Los libros que se leen en las salas de espera no se entienden. Hay que levantar la cabeza demasiado para no perder el avión, el turno o la noticia. No recuerda uno tampoco las conversaciones que ha sostenido ahí, pues el tiempo pasado ahí es un tiempo hecho para borrarse, una especie de entretiempo que hila las cosas reales, las que no son sólo esperar.

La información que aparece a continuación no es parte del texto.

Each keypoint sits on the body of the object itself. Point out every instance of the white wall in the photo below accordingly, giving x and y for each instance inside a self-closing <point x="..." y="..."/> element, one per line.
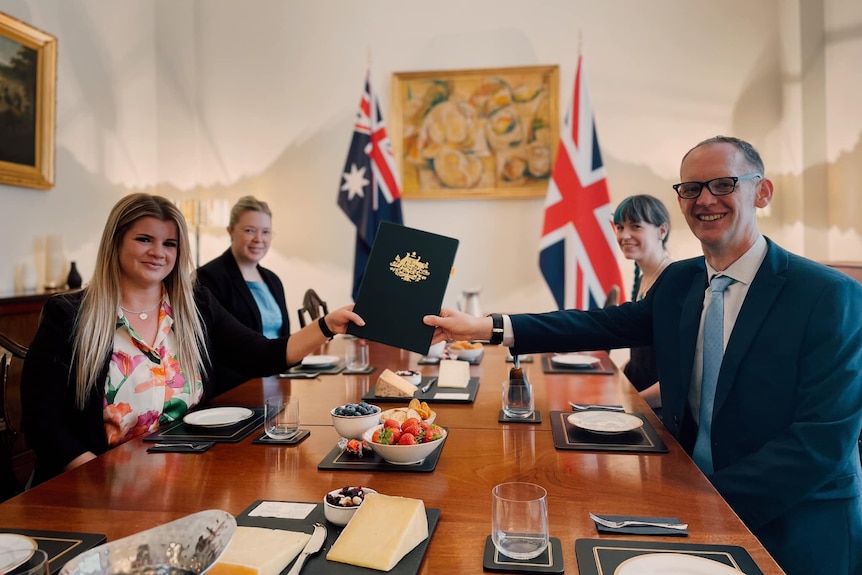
<point x="218" y="98"/>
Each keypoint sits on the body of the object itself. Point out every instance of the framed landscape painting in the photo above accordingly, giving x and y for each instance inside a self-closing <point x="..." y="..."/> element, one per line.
<point x="28" y="76"/>
<point x="476" y="133"/>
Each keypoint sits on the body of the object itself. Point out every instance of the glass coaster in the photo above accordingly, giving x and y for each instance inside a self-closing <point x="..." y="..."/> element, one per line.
<point x="551" y="561"/>
<point x="535" y="418"/>
<point x="264" y="438"/>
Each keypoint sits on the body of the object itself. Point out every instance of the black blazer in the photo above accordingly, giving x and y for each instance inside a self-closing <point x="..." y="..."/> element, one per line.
<point x="57" y="431"/>
<point x="225" y="281"/>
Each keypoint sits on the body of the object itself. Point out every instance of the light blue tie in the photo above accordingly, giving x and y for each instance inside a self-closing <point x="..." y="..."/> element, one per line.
<point x="713" y="352"/>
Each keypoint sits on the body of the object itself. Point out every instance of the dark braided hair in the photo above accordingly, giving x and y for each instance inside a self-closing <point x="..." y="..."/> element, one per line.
<point x="642" y="208"/>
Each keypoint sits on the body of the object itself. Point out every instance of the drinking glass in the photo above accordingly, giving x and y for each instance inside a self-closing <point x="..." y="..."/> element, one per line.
<point x="518" y="398"/>
<point x="36" y="564"/>
<point x="519" y="519"/>
<point x="281" y="416"/>
<point x="356" y="354"/>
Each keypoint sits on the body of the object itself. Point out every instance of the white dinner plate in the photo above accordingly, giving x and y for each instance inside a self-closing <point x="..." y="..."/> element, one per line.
<point x="605" y="421"/>
<point x="217" y="416"/>
<point x="319" y="360"/>
<point x="14" y="550"/>
<point x="673" y="564"/>
<point x="574" y="360"/>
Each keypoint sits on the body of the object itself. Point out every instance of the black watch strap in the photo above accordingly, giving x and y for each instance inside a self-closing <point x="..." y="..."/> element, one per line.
<point x="496" y="329"/>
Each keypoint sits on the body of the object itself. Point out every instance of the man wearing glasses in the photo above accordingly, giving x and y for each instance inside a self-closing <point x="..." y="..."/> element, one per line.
<point x="764" y="389"/>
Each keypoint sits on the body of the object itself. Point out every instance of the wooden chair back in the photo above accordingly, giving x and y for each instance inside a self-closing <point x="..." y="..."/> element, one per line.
<point x="12" y="355"/>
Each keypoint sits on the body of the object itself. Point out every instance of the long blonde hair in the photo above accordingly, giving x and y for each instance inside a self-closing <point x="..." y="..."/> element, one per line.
<point x="97" y="319"/>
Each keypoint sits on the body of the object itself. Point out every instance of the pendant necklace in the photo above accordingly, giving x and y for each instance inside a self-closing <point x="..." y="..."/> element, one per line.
<point x="141" y="314"/>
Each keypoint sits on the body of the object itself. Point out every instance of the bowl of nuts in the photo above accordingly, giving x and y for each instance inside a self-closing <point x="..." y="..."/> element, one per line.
<point x="352" y="419"/>
<point x="339" y="505"/>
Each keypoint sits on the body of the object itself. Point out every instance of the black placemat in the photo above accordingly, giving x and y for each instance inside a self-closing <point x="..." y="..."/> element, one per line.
<point x="298" y="438"/>
<point x="179" y="431"/>
<point x="550" y="561"/>
<point x="333" y="369"/>
<point x="317" y="564"/>
<point x="60" y="546"/>
<point x="341" y="460"/>
<point x="645" y="439"/>
<point x="172" y="447"/>
<point x="428" y="396"/>
<point x="604" y="556"/>
<point x="604" y="367"/>
<point x="535" y="418"/>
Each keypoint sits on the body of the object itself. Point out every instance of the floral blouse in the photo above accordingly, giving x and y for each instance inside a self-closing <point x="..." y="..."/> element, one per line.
<point x="146" y="386"/>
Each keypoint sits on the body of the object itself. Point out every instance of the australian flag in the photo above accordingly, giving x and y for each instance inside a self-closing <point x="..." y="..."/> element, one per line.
<point x="370" y="192"/>
<point x="578" y="248"/>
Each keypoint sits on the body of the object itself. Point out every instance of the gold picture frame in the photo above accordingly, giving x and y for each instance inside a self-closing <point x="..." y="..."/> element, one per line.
<point x="28" y="78"/>
<point x="482" y="133"/>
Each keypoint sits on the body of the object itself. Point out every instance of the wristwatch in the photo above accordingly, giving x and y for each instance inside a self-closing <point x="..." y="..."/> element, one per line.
<point x="496" y="329"/>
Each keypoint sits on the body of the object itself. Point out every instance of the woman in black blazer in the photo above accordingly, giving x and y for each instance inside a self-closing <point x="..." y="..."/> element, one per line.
<point x="251" y="293"/>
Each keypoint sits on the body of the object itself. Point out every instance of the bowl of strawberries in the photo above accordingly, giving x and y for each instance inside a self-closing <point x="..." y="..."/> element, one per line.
<point x="406" y="443"/>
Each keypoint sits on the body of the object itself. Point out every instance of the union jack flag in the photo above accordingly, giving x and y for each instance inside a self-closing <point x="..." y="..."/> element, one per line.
<point x="370" y="192"/>
<point x="577" y="252"/>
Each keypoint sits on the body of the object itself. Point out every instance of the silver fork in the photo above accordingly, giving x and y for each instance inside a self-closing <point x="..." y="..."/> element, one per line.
<point x="632" y="523"/>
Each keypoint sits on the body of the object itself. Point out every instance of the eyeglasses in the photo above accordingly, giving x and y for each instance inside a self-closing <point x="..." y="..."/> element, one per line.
<point x="252" y="232"/>
<point x="716" y="186"/>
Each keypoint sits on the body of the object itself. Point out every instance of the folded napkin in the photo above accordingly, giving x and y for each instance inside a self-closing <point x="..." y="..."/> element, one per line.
<point x="589" y="406"/>
<point x="642" y="529"/>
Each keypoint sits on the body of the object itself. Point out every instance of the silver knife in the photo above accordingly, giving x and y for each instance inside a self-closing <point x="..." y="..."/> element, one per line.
<point x="313" y="546"/>
<point x="427" y="386"/>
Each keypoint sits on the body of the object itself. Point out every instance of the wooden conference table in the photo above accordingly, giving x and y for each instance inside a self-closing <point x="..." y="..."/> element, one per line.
<point x="128" y="490"/>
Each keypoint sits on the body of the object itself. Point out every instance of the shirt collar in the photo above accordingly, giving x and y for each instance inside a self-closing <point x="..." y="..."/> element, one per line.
<point x="745" y="268"/>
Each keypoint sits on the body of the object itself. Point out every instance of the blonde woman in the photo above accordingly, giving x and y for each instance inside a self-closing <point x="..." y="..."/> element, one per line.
<point x="133" y="350"/>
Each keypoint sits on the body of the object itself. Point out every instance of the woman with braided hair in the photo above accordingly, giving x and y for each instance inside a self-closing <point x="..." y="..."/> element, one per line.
<point x="642" y="227"/>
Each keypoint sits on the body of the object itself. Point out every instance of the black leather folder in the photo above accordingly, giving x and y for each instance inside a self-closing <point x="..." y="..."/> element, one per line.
<point x="405" y="279"/>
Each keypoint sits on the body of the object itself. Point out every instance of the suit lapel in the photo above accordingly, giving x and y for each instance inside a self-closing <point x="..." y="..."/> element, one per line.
<point x="689" y="324"/>
<point x="761" y="295"/>
<point x="242" y="289"/>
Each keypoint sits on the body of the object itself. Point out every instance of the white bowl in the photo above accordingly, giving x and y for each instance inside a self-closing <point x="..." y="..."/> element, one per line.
<point x="338" y="515"/>
<point x="468" y="354"/>
<point x="403" y="454"/>
<point x="353" y="426"/>
<point x="192" y="543"/>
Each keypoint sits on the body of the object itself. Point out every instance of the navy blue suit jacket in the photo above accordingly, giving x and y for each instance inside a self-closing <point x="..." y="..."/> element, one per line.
<point x="788" y="406"/>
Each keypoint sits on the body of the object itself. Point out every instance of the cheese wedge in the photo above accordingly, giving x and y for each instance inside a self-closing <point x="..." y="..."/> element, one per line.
<point x="383" y="530"/>
<point x="259" y="551"/>
<point x="391" y="385"/>
<point x="453" y="373"/>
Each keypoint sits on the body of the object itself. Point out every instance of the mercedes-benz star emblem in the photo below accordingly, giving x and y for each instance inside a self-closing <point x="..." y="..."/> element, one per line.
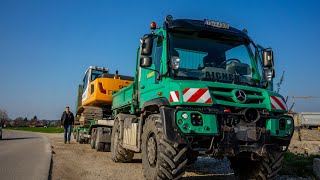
<point x="241" y="95"/>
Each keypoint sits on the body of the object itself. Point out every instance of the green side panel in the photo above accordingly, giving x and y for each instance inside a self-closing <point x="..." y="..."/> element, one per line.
<point x="273" y="126"/>
<point x="197" y="122"/>
<point x="122" y="98"/>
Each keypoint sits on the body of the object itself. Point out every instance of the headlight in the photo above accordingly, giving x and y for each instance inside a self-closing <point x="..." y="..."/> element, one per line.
<point x="184" y="115"/>
<point x="268" y="75"/>
<point x="186" y="126"/>
<point x="175" y="62"/>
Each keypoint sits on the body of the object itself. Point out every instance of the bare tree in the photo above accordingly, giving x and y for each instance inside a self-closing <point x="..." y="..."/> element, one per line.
<point x="19" y="121"/>
<point x="3" y="117"/>
<point x="280" y="82"/>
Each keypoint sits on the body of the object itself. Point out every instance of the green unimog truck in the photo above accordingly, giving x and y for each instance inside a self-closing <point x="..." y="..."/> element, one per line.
<point x="201" y="87"/>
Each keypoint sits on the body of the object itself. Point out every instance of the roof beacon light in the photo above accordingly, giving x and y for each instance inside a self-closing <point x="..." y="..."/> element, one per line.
<point x="153" y="26"/>
<point x="169" y="18"/>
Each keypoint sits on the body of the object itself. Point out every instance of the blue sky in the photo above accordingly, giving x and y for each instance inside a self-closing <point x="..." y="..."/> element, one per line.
<point x="46" y="46"/>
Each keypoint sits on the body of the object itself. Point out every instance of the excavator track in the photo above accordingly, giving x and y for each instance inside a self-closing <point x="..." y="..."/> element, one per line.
<point x="87" y="113"/>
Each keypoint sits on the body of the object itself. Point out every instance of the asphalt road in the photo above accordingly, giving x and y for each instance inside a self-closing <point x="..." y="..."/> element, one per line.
<point x="24" y="155"/>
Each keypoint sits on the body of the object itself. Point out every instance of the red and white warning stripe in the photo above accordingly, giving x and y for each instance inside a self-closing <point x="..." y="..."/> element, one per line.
<point x="278" y="103"/>
<point x="199" y="95"/>
<point x="174" y="96"/>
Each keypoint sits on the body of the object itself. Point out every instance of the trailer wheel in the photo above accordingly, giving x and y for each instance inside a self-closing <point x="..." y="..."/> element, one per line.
<point x="160" y="158"/>
<point x="119" y="154"/>
<point x="93" y="138"/>
<point x="266" y="168"/>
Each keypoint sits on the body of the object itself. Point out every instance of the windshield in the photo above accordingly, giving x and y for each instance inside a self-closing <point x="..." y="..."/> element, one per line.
<point x="213" y="57"/>
<point x="95" y="74"/>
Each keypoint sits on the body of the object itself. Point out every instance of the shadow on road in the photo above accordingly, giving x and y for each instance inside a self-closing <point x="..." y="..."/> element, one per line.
<point x="21" y="138"/>
<point x="218" y="177"/>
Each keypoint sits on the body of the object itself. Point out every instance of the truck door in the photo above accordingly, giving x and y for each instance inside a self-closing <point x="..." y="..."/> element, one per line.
<point x="148" y="81"/>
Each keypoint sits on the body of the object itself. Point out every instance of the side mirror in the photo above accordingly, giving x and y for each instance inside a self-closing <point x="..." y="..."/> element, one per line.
<point x="146" y="46"/>
<point x="145" y="62"/>
<point x="268" y="58"/>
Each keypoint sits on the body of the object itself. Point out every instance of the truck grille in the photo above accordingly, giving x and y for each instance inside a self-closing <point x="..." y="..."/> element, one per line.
<point x="226" y="94"/>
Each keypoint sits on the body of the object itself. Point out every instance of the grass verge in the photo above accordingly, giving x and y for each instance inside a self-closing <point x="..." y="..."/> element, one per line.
<point x="299" y="165"/>
<point x="38" y="129"/>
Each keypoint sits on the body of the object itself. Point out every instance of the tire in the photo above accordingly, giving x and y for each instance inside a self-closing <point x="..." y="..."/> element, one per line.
<point x="119" y="154"/>
<point x="77" y="136"/>
<point x="266" y="168"/>
<point x="192" y="157"/>
<point x="160" y="158"/>
<point x="98" y="145"/>
<point x="93" y="138"/>
<point x="81" y="140"/>
<point x="107" y="147"/>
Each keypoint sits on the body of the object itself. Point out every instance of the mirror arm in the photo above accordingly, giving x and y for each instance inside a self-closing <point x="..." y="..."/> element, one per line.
<point x="155" y="71"/>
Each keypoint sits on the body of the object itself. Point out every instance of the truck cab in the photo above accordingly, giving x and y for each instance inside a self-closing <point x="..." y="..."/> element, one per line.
<point x="202" y="87"/>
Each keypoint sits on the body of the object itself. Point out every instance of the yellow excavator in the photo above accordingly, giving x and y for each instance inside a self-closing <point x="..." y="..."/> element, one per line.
<point x="94" y="105"/>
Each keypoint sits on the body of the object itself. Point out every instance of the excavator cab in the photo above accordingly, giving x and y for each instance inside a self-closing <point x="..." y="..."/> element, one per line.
<point x="95" y="93"/>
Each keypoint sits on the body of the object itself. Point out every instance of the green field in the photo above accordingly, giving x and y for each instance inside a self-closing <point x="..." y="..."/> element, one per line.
<point x="38" y="129"/>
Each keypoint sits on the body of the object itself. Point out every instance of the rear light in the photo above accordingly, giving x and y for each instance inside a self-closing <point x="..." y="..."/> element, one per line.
<point x="102" y="90"/>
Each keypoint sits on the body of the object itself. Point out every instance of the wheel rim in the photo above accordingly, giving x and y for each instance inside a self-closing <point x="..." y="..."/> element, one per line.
<point x="152" y="150"/>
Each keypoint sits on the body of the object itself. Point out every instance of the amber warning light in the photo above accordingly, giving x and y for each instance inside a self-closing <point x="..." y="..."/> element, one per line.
<point x="153" y="26"/>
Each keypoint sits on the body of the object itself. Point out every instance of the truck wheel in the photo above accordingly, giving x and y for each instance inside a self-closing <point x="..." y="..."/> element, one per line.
<point x="107" y="147"/>
<point x="265" y="169"/>
<point x="160" y="159"/>
<point x="119" y="154"/>
<point x="81" y="140"/>
<point x="192" y="157"/>
<point x="99" y="145"/>
<point x="77" y="136"/>
<point x="93" y="138"/>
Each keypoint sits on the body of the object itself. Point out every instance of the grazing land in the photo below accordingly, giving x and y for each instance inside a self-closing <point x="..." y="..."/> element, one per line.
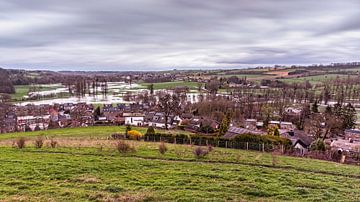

Es tiempo para leer revistas médicas, o revistas de aquellas que reparten en los aviones, lecturas un poco vaporosas, hechas para la gente que divaga y que no puede interesarse en nada concreto: igual puede leer sobre los detalles de una traqueotomía que sobre las ruinas de una ciudad lejana o el cocinado de unos camarones, en aquella especie de estado transitorio.

Las salas de espera se han vuelto cosa de profesionales: en muchos lugares, ya no sólo le ruegan a uno que espere, sino que concretamente le ordenan que tome asiento. Es como un acomodamiento de los esperantes entre decorativo y disciplinario: supongo que con la gente de pie, no se sabe muy bien qué hacer. Luego viene la música de las salas de espera, que resulta característica: o bien se trata de arreglos orquestales de tonadillas populares —hay estaciones que dedican sus horas a transmitir esa música que sólo parece pretender llenar el tiempo—, o bien, claramente, de la música que llaman clásica, en sus acepciones más sonámbulas. A tanto profesionalismo esperanzado yo añadiría unos camisones blancos de telas flotantes y unas alitas de algodón, los cuales se podrían proporcionar a la gente que amablemente se ha sentado a esperar, para que con ellos ataviados hiciera alarde de celestial paciencia.

Las salas de espera son primas de las colas, variante más incómoda pero a la vez más decidida, enfilada a lo suyo. Cuando a uno lo plantan en un café, el café entero se convierte en sala de espera con bebidas y meseros comprensivos, y al igual que uno lleva a veces la procesión por dentro, también en ocasiones lleva por dentro su cola o su sala de espera existencial, y aunque parece que hace cosas, por dentro está sentado o cambiando el peso de un pie al otro (a ver si pasa esta época difícil, a ver si me pagan, a ver si me toca, a ver…). Y el vientre de las mujeres que serán madres es, en realidad, el limbo o la sala de espera de los niños impacientes: la única sala de espera en la que uno crece y al final lo expulsan.